Wir suchten nach geläufigen Namen und ich entschied mich
für Ronnie, da ich ein sehr grosser Fan von Ronnie James
Dio bin.
MF: Erinnerst du dich an das erste
Meeting zwischen dir und Ken?
Ronnie: Ja! Ich
spielte in einer Blues-Band. Wir spielten den alten Kram
von Free und ZZ Top. Ken und ich trafen uns in einem
Plattenladen und wollten härtere Musik spielen. Zuerst
zockten wir viel UFO und Thin Lizzy Material. Ken hat
die gleichen Visionen wie ich. Dabei gehen wir in die
gleiche Richtung und wollen das Identische. Auch wenn ab
und zu unsere ausgeprägten Egos aufeinander prallen
(grinst), am Ende des Tages wollen wir immer das
Gleiche. Noch heute sind wir da, knapp 37 Jahre jung
(lacht). Ganz wichtig ist, dass wir noch immer grossen
Spass an dem haben, was wir tun. Logisch hatten wir
unsere Höhen und Tiefen. Auch wenn viele Prophezeiungen
nicht eintraten (grinst), wir sind noch immer da. Dabei
bin ich sicher älter geworden, aber mein Kopf ist noch
immer der eines 20-Jährigen (grinst). Steigst du in den
Tourbus, trägst du einen völligen anderen Hut, als wenn
du zu Hause bist (grinst). Da bin ich der Familienvater
und versuche ein guter Dad zu sein. Beide Seiten sind
wichtig für mich. Musiker zu sein, das ist mein Job und
damit verdiene ich mein Geld. Es ist eine "funny"

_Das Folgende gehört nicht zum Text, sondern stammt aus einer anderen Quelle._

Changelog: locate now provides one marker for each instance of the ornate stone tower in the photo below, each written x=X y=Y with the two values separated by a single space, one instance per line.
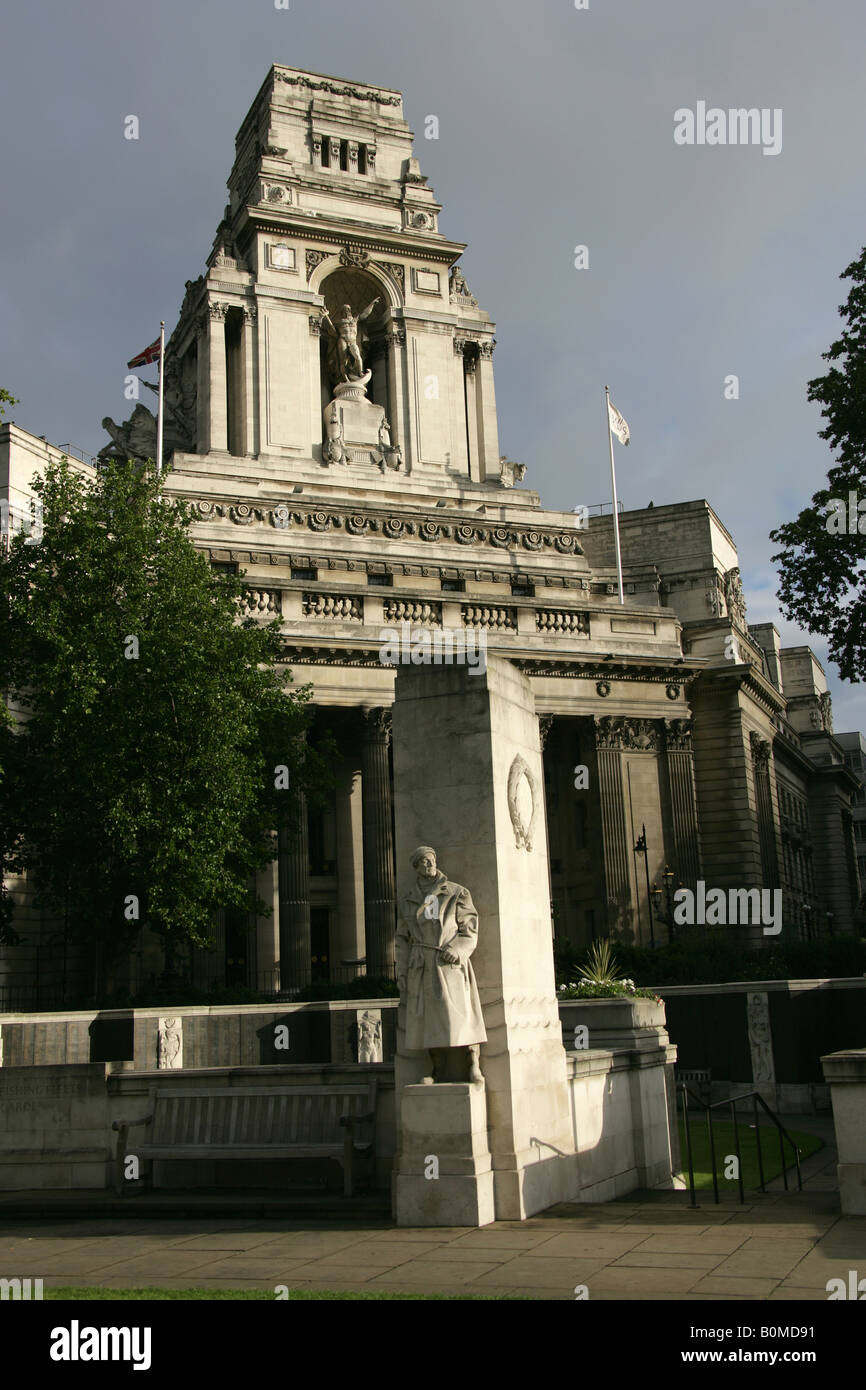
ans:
x=331 y=328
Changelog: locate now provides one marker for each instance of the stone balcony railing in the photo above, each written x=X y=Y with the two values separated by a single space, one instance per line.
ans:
x=413 y=610
x=562 y=620
x=263 y=603
x=341 y=608
x=488 y=616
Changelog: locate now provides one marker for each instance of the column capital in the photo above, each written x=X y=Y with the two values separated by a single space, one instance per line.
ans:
x=679 y=736
x=377 y=723
x=761 y=749
x=638 y=736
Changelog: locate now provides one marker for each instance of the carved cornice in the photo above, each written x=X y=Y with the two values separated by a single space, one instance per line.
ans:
x=679 y=736
x=337 y=89
x=314 y=259
x=637 y=736
x=377 y=723
x=580 y=667
x=544 y=727
x=370 y=524
x=761 y=749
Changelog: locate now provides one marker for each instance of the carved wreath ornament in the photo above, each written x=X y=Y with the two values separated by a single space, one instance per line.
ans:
x=521 y=780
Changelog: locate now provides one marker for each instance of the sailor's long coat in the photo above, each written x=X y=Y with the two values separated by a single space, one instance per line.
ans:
x=441 y=1001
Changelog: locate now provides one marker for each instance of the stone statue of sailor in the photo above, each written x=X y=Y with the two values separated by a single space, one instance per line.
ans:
x=437 y=934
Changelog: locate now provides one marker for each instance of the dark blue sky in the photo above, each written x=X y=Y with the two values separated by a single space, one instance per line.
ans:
x=555 y=129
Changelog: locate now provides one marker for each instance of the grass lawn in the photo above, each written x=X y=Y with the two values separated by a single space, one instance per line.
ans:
x=91 y=1294
x=723 y=1136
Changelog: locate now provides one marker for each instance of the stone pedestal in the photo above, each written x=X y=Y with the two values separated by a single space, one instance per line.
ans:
x=352 y=426
x=847 y=1076
x=444 y=1175
x=469 y=781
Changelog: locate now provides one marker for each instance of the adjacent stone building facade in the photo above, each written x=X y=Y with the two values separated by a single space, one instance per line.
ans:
x=680 y=742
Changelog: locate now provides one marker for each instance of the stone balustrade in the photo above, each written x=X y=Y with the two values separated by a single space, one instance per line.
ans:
x=492 y=617
x=263 y=603
x=341 y=608
x=562 y=620
x=413 y=610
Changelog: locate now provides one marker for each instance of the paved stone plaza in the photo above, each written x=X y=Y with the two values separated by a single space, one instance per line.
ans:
x=648 y=1247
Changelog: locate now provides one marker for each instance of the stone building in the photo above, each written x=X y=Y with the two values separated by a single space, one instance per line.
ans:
x=331 y=414
x=854 y=748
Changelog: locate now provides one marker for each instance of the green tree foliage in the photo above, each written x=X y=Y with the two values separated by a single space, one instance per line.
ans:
x=822 y=571
x=149 y=720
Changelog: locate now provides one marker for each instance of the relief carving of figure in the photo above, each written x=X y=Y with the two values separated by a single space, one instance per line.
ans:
x=437 y=934
x=345 y=348
x=370 y=1036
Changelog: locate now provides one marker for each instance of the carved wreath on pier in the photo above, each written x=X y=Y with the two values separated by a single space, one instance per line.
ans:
x=520 y=773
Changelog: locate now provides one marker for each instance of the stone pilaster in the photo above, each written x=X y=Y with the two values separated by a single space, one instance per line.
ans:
x=617 y=881
x=398 y=394
x=378 y=841
x=685 y=849
x=478 y=801
x=488 y=427
x=250 y=384
x=763 y=799
x=295 y=954
x=217 y=424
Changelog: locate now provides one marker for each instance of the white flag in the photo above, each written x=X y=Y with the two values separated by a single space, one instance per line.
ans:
x=617 y=424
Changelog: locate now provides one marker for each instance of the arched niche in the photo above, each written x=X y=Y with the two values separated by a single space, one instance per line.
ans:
x=357 y=287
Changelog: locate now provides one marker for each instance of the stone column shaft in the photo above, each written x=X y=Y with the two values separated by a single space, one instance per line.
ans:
x=250 y=381
x=378 y=843
x=681 y=780
x=295 y=952
x=617 y=880
x=218 y=403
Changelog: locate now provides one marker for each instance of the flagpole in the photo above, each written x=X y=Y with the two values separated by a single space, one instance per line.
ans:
x=159 y=419
x=616 y=514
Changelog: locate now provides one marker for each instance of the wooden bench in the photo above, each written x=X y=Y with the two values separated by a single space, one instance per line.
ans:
x=255 y=1122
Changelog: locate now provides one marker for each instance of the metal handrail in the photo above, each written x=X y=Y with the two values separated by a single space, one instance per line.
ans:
x=733 y=1101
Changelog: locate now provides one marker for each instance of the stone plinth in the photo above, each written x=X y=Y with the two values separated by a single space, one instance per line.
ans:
x=847 y=1076
x=54 y=1126
x=469 y=781
x=613 y=1023
x=444 y=1175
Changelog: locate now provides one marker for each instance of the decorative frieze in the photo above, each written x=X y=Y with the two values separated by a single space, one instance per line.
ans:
x=679 y=736
x=314 y=259
x=495 y=619
x=337 y=88
x=761 y=749
x=734 y=597
x=413 y=610
x=562 y=620
x=263 y=603
x=341 y=608
x=434 y=531
x=638 y=736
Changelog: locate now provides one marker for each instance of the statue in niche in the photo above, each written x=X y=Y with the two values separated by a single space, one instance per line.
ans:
x=437 y=934
x=135 y=438
x=334 y=448
x=345 y=353
x=388 y=455
x=370 y=1036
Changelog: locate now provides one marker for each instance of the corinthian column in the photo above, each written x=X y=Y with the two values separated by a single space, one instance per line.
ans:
x=217 y=437
x=683 y=808
x=295 y=963
x=609 y=742
x=378 y=841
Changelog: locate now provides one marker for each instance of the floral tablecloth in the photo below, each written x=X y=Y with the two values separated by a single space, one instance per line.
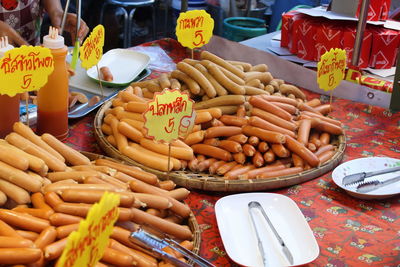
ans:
x=349 y=231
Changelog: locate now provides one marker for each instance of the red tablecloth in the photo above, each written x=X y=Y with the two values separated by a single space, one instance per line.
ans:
x=349 y=231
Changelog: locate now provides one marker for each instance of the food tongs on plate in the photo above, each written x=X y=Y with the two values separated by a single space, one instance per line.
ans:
x=156 y=245
x=359 y=177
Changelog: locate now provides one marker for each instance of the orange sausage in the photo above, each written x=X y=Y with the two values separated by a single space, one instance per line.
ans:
x=23 y=221
x=282 y=172
x=222 y=131
x=71 y=155
x=258 y=160
x=260 y=103
x=129 y=170
x=265 y=135
x=278 y=121
x=298 y=148
x=19 y=255
x=58 y=219
x=230 y=146
x=212 y=151
x=240 y=138
x=231 y=120
x=304 y=131
x=105 y=74
x=173 y=229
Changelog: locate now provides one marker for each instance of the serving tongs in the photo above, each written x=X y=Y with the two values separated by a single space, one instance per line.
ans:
x=366 y=187
x=156 y=245
x=360 y=177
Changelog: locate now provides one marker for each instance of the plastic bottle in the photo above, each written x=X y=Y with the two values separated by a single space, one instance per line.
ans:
x=9 y=106
x=52 y=98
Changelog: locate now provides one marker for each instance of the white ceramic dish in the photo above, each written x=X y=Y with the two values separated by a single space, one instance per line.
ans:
x=367 y=165
x=239 y=237
x=125 y=65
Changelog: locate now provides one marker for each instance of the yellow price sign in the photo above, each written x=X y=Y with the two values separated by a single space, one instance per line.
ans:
x=86 y=246
x=25 y=69
x=331 y=69
x=169 y=116
x=92 y=49
x=194 y=28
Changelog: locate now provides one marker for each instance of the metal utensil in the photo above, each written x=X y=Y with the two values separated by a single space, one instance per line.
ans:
x=375 y=184
x=285 y=250
x=156 y=245
x=359 y=177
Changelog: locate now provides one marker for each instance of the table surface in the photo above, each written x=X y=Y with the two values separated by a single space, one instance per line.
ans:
x=349 y=231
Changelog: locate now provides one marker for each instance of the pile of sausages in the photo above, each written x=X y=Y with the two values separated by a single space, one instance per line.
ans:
x=278 y=136
x=47 y=188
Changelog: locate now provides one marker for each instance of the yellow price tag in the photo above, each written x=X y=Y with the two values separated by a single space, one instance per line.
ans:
x=194 y=28
x=331 y=69
x=92 y=49
x=25 y=69
x=169 y=116
x=86 y=246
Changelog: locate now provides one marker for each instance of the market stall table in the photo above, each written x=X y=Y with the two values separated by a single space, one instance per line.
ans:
x=349 y=231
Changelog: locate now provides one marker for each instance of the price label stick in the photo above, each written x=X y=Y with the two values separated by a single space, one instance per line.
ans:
x=101 y=84
x=331 y=70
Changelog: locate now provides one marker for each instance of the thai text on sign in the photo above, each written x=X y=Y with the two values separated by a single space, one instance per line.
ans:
x=92 y=49
x=86 y=246
x=331 y=69
x=194 y=28
x=169 y=116
x=25 y=69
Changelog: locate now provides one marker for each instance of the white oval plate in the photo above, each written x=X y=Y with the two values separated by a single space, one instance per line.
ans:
x=367 y=165
x=125 y=65
x=239 y=237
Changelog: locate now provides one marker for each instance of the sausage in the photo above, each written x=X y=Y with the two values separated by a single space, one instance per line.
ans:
x=265 y=135
x=27 y=133
x=298 y=148
x=273 y=119
x=173 y=229
x=15 y=242
x=106 y=74
x=192 y=84
x=16 y=193
x=58 y=219
x=52 y=162
x=230 y=146
x=196 y=75
x=260 y=103
x=279 y=173
x=71 y=155
x=46 y=237
x=19 y=255
x=176 y=152
x=212 y=151
x=304 y=131
x=177 y=207
x=240 y=138
x=19 y=178
x=266 y=125
x=23 y=221
x=126 y=199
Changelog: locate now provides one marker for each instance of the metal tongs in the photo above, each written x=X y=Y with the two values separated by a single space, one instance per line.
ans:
x=156 y=245
x=256 y=205
x=360 y=177
x=366 y=187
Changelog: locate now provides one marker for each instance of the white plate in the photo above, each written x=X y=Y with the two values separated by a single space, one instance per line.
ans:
x=367 y=165
x=239 y=237
x=125 y=65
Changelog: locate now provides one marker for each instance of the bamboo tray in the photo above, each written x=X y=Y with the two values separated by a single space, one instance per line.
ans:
x=192 y=222
x=207 y=182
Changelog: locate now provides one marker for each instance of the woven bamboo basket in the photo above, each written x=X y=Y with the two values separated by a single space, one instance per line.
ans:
x=192 y=222
x=207 y=182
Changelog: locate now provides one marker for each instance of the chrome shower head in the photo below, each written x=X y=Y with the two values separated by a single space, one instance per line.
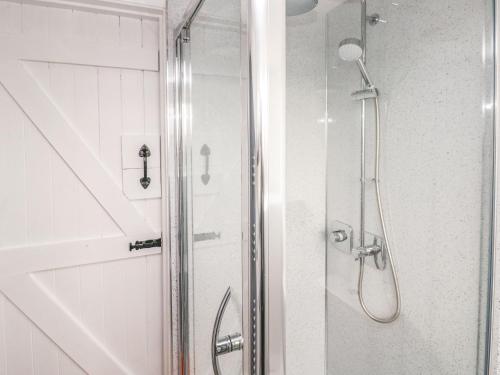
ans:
x=297 y=7
x=351 y=50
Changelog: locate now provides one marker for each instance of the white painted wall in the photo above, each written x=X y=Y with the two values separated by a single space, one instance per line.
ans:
x=306 y=194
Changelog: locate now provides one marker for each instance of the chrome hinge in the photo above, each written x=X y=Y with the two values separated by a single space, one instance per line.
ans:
x=145 y=244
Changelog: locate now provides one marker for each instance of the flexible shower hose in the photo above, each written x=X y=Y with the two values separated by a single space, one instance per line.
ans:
x=397 y=311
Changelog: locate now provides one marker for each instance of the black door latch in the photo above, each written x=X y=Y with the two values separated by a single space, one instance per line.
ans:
x=145 y=244
x=145 y=153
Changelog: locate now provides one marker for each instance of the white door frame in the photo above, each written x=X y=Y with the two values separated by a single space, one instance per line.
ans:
x=18 y=263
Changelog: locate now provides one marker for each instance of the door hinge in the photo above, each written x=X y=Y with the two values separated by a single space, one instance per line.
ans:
x=145 y=244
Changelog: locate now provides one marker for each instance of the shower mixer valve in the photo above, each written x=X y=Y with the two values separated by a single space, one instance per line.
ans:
x=366 y=251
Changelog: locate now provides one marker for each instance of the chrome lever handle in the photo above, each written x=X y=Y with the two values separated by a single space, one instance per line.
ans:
x=228 y=343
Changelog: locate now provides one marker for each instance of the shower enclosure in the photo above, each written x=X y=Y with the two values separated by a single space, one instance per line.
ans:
x=335 y=180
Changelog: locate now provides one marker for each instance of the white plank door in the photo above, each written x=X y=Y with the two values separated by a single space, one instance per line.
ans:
x=74 y=299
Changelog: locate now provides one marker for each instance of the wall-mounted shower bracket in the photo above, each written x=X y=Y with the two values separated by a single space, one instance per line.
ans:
x=376 y=248
x=341 y=236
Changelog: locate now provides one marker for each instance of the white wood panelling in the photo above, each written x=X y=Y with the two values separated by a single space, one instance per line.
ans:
x=74 y=300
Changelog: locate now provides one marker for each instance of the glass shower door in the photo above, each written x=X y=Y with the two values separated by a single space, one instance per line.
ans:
x=210 y=314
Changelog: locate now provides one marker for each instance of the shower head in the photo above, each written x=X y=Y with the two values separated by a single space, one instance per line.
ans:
x=297 y=7
x=351 y=50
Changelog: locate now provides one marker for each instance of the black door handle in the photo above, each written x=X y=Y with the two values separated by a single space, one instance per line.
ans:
x=145 y=153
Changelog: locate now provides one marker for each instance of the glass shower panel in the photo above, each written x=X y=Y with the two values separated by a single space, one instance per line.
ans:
x=214 y=174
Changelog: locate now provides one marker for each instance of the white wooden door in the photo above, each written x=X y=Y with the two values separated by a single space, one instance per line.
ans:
x=73 y=81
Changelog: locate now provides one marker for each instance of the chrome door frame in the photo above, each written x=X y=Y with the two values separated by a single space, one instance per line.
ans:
x=492 y=349
x=180 y=132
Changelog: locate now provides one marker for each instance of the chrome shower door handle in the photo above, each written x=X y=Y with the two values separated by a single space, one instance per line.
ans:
x=226 y=344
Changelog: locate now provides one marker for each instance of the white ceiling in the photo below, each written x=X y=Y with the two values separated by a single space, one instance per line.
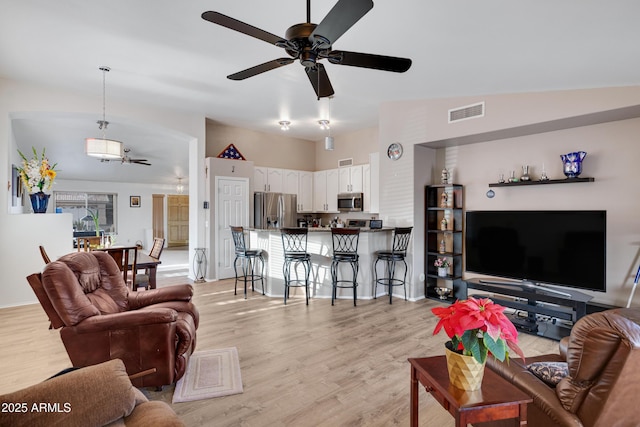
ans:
x=162 y=53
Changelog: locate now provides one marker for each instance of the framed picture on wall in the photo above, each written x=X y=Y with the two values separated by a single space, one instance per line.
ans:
x=134 y=201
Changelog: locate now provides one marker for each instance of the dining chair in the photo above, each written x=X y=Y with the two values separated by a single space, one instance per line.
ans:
x=141 y=280
x=124 y=256
x=44 y=255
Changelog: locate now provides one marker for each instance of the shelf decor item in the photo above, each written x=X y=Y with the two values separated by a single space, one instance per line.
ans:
x=572 y=163
x=442 y=264
x=37 y=175
x=475 y=328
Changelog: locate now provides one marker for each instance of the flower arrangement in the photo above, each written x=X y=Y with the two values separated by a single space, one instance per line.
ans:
x=37 y=174
x=442 y=263
x=477 y=327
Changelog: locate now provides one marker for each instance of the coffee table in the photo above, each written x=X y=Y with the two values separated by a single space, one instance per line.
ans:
x=497 y=399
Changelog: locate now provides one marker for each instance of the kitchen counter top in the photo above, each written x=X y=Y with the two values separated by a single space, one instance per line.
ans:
x=325 y=229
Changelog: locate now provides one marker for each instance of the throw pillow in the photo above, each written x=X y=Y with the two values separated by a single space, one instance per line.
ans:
x=549 y=372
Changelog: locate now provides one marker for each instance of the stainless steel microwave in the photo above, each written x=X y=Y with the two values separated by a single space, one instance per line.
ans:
x=350 y=202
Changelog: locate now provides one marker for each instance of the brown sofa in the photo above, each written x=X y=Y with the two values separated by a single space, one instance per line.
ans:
x=603 y=372
x=93 y=396
x=85 y=295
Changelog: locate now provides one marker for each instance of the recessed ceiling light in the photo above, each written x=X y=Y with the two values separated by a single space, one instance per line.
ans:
x=284 y=124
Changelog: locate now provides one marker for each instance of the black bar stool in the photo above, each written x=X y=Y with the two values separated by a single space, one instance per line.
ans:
x=294 y=242
x=401 y=237
x=345 y=250
x=248 y=258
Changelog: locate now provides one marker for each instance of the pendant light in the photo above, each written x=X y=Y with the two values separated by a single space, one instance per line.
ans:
x=103 y=148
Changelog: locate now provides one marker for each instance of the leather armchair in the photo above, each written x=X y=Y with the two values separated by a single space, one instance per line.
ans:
x=603 y=360
x=85 y=295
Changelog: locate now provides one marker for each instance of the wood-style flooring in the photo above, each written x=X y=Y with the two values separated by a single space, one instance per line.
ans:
x=301 y=365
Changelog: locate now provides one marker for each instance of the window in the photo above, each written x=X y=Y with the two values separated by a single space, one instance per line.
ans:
x=79 y=203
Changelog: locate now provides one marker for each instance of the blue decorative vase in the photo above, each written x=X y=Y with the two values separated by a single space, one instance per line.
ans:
x=572 y=163
x=39 y=202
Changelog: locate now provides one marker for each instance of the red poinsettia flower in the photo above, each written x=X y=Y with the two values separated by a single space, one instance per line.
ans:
x=478 y=327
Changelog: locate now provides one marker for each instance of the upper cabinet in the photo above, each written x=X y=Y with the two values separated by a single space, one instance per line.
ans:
x=325 y=191
x=268 y=179
x=299 y=183
x=351 y=180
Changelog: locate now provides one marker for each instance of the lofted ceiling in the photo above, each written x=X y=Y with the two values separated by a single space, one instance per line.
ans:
x=163 y=54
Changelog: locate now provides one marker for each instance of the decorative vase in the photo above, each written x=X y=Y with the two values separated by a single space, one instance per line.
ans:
x=465 y=372
x=572 y=163
x=39 y=202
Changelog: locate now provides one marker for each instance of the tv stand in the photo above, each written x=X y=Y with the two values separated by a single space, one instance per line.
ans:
x=529 y=298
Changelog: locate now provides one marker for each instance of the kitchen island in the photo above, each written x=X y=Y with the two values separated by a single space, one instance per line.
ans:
x=320 y=247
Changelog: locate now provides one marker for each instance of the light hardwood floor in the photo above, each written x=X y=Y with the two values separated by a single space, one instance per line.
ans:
x=313 y=365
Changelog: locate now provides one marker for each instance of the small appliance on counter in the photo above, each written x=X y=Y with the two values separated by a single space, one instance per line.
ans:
x=350 y=202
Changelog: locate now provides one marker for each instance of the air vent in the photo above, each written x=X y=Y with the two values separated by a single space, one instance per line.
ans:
x=345 y=163
x=467 y=112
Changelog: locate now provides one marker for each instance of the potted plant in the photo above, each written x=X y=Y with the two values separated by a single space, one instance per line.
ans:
x=442 y=264
x=476 y=327
x=37 y=174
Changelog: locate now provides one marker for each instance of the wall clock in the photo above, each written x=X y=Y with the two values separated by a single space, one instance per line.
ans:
x=394 y=152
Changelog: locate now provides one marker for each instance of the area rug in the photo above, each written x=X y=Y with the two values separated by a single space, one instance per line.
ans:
x=210 y=373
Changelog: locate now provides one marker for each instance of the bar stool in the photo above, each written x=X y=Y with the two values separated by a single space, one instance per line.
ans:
x=249 y=258
x=401 y=237
x=294 y=243
x=345 y=250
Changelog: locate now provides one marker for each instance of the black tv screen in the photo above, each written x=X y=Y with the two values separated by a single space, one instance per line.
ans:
x=566 y=248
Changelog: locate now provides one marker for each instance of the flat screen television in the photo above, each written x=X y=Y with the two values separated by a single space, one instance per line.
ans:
x=565 y=248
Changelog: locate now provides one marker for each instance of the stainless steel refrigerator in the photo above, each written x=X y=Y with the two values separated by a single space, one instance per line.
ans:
x=274 y=210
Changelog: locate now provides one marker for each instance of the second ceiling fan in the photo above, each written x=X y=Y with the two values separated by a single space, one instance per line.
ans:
x=309 y=43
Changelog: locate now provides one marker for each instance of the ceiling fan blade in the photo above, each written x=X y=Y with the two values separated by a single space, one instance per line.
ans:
x=344 y=14
x=258 y=69
x=320 y=81
x=367 y=60
x=241 y=27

Angelegenheit damit Geld zu verdienen, aber oftmals auch
mit verdammt viel Stress verbunden (grinst). Du musst
überleben und kannst es dir nicht leisten, einen
schlechten Gig zu spielen. Auch ist es verboten, ein
schlechtes Album abzuliefern. Wir haben immer versucht
unser Bestes zu geben (klopft dabei drei Mal auf den
Holztisch). Klar hatten wir dabei besser und schlechtere
Momente auf der Bühne, aber solange du versucht immer
alles zu geben… Du musst den Spirit in dir tragen, immer
allen in den Arsch zu treten. Genau gleich verhält es
sich mit dem Songschreiben. Ab und zu hast du komischere
Ideen und dann sprudeln wieder unglaubliche Dinge aus
dir raus. Mit den letzten Alben waren wir sehr
erfolgreich. Aus diesem Grund bin ich sicher, dass wir
etwas richtig gemacht haben (grinst zufrieden). Wir
versuchen immer sehr selbstkritisch zu sein, was aber
nicht einfach ist, wenn du direkt in diesem kreativen
Prozess steckst. Ein Album mit vier Killer-Tracks und
sieben Füllern versuchen wir zu vermeiden. Solange du
dich inspirieren lässt und deinem Weg folgst, sollte es
klappen. Mach das bestmöglichste Album und dies jedes
Mal (grinst).
MF: Wie wichtig ist dir
Freundschaft in der Band?
Ronnie: Das ist sehr,
sehr wichtig! In der heutigen Zeit, in der alle auf den
sozialen Medien sind, ist es umso wichtiger, dass man
sich im Tourbus versteht und sich nicht auf die Nerven geht.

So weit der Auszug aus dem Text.